I particularly liked Charlie Marshall, and the quite tender scene he and Westerby shared, Keller the American, who smokes with a welded claw and even Tiu who had just enough colour to make him seem real. The only character I didn’t take to was Fawn, Smiley’s plastic henchman who seemed a bit pointless. As this is the second book in the Karla series, I wonder if he played a bigger role in the first or was used to add some flavour to the Smiley scenes; towards the end I found Smiley’s quiet thoughtfulness and reticence a bit tiresome and wanted more life out of him.

Setting

The scenes along the Mekong, Bangkok and Phnom penh transported me straight back to that area and let me reminisce about the Sultry nights, rainy days and hazy sunsets. Different to mine however, Le Carré’s Mekong was gripped by the chaos of war with the Khmer Rouge. Hong Kong and its inhabitants were also well depicted. The author paid a lot of attention to detail.

Conclusion

Although I really enjoyed this book, the ending wasn’t all I had hoped for; what happened seemed out of character for one of the protagonists and I feel like the author rushed to get his theme out which was along the lines of exploring the battle between personal desire, loyalty and ambition with the bigger-picture sacrifice of your wants for the needs of your team and country and with politics linked throughout.

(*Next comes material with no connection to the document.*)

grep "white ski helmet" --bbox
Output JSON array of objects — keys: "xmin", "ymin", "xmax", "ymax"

The Honourable Schoolboy is the middle novel in The Karla Trilogy, so the author will be setting up the third. Therefore, this may have detracted from the ending to make for a more thrilling third book.

I give this novel 4 stars.

Photo of paperback copy of The Honourable Schoolboy by John le Carre surrounded by leaves collected during the reading.

I read this book in Tokyo, Thailand, Amsterdam, Scotland and Kazakhstan. The mementos around in the picture were collected from those locations – the leaves are from Shinjuku Gyoen, Yoyogi Park and Long Beach on Koh Lanta.